Last night was a bit tough. Much like the approximately 500 nights before that.
My toddler, bless her expensive merino socks, has decided we now wake up pretty much every hour for a while. There's no convincing her otherwise.
But I can't blame last night for the Ikea-sized dark bags I'm carrying under my eyes. In fact, due to my Netflix binge-watching skills and my penchant for good pubs, I've been practising this staying up too late shebang for a while. I'm pretty good at functioning on little sleep.
But as I tried to keep my eyes open on my way into the office this morning, I thought about how easy it is to blame a parent's tiredness on bad sleep when, really, that's only one in a long list of reasons your co-workers who are parents need you to cut them some slack.
Below is a short list of only a few reasons parents you know are so exhausted (so please excuse them when they mess things up or forget to call you back).
Parents haven't slept a full night in years
Of course, sleep deprivation is a big factor in parents' exhaustion levels. The issue is that it's not the result of one or two bad nights: it's the compounding interest of months and years of bad sleep pattern, which doesn't get fixed with a good night's rest or even a good weekend.

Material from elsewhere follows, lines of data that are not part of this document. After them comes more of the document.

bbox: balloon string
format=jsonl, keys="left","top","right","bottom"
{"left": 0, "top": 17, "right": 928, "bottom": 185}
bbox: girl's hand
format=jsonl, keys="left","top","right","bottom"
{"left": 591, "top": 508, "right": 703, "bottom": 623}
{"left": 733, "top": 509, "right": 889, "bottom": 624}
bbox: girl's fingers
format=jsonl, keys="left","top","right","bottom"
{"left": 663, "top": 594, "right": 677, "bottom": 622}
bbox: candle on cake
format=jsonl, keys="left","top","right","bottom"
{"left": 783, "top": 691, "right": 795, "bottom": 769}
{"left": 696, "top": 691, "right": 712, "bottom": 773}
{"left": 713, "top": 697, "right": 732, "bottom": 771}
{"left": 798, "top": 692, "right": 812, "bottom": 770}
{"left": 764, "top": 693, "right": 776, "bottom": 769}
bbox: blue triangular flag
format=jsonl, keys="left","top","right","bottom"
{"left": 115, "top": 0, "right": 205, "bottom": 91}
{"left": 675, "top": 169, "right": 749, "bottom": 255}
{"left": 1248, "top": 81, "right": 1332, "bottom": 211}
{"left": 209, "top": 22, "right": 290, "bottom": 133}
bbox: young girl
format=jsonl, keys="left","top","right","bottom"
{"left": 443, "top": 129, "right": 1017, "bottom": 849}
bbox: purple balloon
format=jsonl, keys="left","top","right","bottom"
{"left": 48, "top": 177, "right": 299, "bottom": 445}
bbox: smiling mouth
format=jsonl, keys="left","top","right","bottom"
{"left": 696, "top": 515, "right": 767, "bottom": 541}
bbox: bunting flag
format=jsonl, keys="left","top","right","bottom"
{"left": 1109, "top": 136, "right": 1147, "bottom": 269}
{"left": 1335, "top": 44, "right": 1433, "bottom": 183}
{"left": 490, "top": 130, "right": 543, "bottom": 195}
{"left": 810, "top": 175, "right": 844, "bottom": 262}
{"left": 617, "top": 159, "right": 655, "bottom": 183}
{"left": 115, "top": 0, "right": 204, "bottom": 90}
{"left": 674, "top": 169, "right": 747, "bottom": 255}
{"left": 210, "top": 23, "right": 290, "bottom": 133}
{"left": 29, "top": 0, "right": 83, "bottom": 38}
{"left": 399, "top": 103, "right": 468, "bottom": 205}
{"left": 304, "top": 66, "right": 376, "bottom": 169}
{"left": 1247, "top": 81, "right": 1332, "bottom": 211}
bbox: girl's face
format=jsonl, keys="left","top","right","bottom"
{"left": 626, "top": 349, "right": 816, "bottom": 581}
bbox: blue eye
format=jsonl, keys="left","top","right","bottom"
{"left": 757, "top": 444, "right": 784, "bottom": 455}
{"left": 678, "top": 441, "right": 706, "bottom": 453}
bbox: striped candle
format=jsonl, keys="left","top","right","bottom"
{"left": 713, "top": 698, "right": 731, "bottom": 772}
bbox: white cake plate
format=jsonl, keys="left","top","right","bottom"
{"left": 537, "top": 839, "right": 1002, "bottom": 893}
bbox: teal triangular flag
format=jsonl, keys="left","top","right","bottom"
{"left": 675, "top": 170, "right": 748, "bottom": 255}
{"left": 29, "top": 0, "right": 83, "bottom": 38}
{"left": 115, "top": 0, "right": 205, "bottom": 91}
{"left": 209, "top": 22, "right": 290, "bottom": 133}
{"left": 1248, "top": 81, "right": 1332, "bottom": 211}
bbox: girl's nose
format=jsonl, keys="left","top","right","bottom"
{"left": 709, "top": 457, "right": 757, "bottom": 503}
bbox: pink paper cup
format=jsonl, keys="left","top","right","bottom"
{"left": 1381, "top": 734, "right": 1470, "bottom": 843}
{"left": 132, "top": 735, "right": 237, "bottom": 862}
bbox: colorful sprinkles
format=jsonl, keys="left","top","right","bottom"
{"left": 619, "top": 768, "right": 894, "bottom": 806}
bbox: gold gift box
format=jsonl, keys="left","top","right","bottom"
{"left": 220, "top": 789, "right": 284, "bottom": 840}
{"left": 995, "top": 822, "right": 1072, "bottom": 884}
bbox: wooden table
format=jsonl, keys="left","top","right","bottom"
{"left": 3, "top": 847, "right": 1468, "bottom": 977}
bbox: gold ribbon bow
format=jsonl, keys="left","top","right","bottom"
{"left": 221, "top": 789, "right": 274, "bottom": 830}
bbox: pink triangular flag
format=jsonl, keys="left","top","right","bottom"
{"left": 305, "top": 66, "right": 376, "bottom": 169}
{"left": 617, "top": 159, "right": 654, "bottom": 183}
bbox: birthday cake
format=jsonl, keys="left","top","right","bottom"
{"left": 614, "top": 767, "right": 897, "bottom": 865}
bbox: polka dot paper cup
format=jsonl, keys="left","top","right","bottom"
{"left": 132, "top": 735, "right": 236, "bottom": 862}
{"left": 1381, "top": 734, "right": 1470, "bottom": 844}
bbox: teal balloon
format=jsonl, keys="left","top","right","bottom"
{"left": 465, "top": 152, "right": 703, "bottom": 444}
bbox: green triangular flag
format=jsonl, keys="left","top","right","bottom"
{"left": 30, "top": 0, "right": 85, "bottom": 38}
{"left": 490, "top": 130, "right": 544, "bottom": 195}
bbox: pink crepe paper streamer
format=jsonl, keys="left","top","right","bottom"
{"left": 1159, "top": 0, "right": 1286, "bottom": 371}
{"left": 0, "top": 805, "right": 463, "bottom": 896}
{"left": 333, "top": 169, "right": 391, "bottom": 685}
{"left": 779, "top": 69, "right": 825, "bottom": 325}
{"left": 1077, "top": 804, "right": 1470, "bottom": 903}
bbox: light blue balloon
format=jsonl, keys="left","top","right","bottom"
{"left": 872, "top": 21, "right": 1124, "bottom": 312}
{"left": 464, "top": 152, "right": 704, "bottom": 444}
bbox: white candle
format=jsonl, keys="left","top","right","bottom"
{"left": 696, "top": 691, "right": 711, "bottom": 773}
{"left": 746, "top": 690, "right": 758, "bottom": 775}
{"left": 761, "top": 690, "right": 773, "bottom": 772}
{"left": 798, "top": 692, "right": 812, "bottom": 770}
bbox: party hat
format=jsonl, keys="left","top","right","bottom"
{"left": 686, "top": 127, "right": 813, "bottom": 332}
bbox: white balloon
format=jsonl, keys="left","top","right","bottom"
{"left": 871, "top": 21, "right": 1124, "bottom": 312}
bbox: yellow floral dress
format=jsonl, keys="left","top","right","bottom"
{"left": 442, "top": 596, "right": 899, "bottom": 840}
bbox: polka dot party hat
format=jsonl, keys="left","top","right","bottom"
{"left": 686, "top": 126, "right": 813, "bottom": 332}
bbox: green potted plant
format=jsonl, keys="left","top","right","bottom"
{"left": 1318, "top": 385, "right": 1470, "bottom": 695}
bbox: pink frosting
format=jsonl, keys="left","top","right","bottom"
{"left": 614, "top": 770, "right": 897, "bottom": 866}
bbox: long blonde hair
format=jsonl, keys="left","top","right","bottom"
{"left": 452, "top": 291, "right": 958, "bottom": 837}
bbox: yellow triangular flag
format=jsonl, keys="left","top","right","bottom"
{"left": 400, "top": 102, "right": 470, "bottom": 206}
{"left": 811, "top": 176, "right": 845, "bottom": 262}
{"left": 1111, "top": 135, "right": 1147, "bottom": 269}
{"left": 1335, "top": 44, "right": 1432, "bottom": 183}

Parents don't get any breaks
You know when you have a rough night or a rough day and you promise yourself that you'll go home and maybe have a lie-down or a drink or even go for a walk to take your mind off things? Most parents don't get that. Or at least not without a background soundtrack of kids screaming their names or begging for snacks.
When parents wake up in the morning with a sore throat and a killer headache and feel like staying in bed all day, they still have to force themselves out, do some washing, prepare some kind of healthy meal and act like they're not slowly dying inside.
(This is the bit where you stop reading and go call your parents to apologise. Go, I'll wait.)
Because parents never really get time to recover properly from when they get sick, they go through long periods of being on the verge of getting sick but not quite, and still soldering through school drop-offs, lunchboxes and hours of Peppa Pig.
Parents always thinking about at least 57 things at once
I'm trying to write this piece but I'm also thinking that I can't forget to order my daughter's replacement sippy cup and I need to check she has plenty of warm pyjamas because it's so cold now and my washing doesn't dry fast enough. And what can I make for dinner for her tonight? Is she even getting enough nutrients? I can't believe I can recite the damn
Peck Peck Peck
book entirely off by heart now. Crap, daycare emailed about something, what was that? I've had the Baby Shark song stuck in my head on repeat for the last few months. Will someone get this damn song out of my head?
Parents are always worried
I thought I had worries before and then I had a kid and now I have to admit those idiotic memes are all true and my heart does beat outside my chest and I'm always worrying about her.
As much as your co-workers love their job, let's be honest: their heart is elsewhere. It's at daycare sometimes, or at school, where you wonder what kind of merry hell they're raising that day, or it's at home with their other parent, probably driving them absolutely up the wall. The point is, my heart is not near me and I can't quadruple check she's okay every minute even though that's what I wish I could do. That's pretty exhausting.
Worry is an abnormal state, a heightened state of awareness that is unsustainable for long periods of time. Parents worry a lot and that's a big reason why they need you to go buy them a coffee, please.
(Baaaaaaby shark, tu tu ru ru tu tu ru, Baby shark, tu tu ru ru tu tu ru...)
They have to squeeze in adult time when they really should be asleep
After multiple nights of hourly wake ups, sometimes you really want to send yourself to bed at 8pm when all the kids are in bed. The problem is that, if you do that, you go to bed without having had a normal adult conversation with your partner and zero chance of catching up on each other's days. So you stay up and you talk or you watch some TV together because, even if that's not the height of romance, at least none of you is cleaning up spew off the floor or wrestling with a toddler who will, under no circumstances, accept having a nappy put on.
Right, that just about sums it up, I think. I don't know. This is in no way a complaint so please don't tell me off for complaining because I'm too tired for that crap as well. This is just a justification in case I didn't text you back or didn't meet that deadline. I'm just so, so tired.